Desperate to bring reinforcements to Europe, the Leviathan knowingly brought aboard hundreds of already-sick troops aboard. Hernon's characters see the "sickness of war" either at sea or in the trenches, where Soldiers and Marines experienced hand-to-hand combat, grenade and machine gun attacks and chemical weapon horrors. And there were other challenges:
"Johnson had to get used to the chronic lack of sleep, especially at night, when staying awake was a matter of life and death for anyone on duty. This was true even in the rear shelters, which regularly came under shell fire. The trenches and dugouts were infested with rats, the big black variety the soldiers had to club to death, and no matter how much the men tried to stay clean and keep their hair cut short, the lice, or 'cooties,' were always with them, burrowing deep into their uniforms and blankets until they were scratching or picking nits nearly every waking moment. In the morning, tormented soldiers angrily ripped off their shirts, looking for the vermin that abounded in the collars and sleeves."
|Scenes aboard USS Leviathan|
"The Germans had had four years to add a devilish array of defenses to the already challenging landscape of hills, ravines, and woods – seemingly countless numbers of machine gun pillboxes, a network of trenches, and barbed wire in lines four and five deep and concealed over the years with lush vines and brush. Artillery was positioned to provide flanking fire on infantry trying to move between the Meuse and the Argonne.This masterpiece of interlocking, mutually supportive firepower was designed to defend a critical railroad in the rear, the Sedan-Mezieres line, the only escape route to Germany. If it were broken, the German army would be trapped, unable to be resupplied or reinforced. The war would end."The war did end, thanks to American presence and power. Hernon uses the battlefield and the sea as a stage for his characters, with USS Leviathan as a centerpiece, all to show an intimate history of World War I, thought to be a war to end all wars but which ended in a treaty described by MacArthur as "drastic ... more like a treaty of perpetual war than of perpetual peace."
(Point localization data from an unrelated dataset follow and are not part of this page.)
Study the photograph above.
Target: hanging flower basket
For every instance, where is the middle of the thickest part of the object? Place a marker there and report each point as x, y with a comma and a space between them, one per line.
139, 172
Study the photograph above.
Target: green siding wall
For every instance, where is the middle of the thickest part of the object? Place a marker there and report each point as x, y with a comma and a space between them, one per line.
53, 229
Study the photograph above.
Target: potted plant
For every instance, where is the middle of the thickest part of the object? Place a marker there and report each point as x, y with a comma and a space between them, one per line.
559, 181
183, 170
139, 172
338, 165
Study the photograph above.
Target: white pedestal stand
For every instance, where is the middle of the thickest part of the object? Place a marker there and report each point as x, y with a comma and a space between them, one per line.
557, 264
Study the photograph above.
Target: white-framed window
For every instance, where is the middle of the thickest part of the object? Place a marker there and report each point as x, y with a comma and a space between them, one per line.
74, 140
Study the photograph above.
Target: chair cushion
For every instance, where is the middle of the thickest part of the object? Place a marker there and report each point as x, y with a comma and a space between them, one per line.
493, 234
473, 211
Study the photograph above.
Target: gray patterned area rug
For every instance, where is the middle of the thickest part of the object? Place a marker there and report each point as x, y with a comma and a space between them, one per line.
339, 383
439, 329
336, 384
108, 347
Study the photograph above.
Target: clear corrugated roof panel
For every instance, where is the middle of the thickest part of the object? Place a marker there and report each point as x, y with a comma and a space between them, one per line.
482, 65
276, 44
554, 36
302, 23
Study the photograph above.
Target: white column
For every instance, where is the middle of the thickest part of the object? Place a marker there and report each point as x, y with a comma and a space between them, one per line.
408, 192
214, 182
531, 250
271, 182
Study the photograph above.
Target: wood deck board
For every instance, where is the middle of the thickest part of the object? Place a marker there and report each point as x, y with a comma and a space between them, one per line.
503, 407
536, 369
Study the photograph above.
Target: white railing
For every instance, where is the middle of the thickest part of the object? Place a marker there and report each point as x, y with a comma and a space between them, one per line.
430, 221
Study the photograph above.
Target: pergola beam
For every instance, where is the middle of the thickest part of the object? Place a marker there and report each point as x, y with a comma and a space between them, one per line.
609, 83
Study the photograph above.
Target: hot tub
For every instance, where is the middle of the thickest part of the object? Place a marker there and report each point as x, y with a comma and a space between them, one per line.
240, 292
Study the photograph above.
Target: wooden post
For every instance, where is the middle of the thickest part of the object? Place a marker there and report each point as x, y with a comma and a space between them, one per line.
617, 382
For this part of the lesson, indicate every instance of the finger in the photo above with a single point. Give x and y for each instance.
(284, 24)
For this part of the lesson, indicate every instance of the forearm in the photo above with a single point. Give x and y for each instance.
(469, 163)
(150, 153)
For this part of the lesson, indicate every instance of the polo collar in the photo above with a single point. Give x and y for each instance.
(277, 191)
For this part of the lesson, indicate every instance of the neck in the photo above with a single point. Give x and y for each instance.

USS Leviathan's work was not over after the treaty was signed. The ship joined other converted liners, commercial ships and war ships as part of a "massive logistical undertaking" to bring two million troops home from Europe.
We featured USS Leviathan in a Navy Reads post honoring the Statue of Liberty: According to the Naval Historical Center, "Leviathan (was) an appropriate name considering that she was then the largest ship in the U.S. Navy, and in the World. The Navy would not operate a bigger ship until 1945, when the slightly longer and heavier aircraft carrier Midway entered service."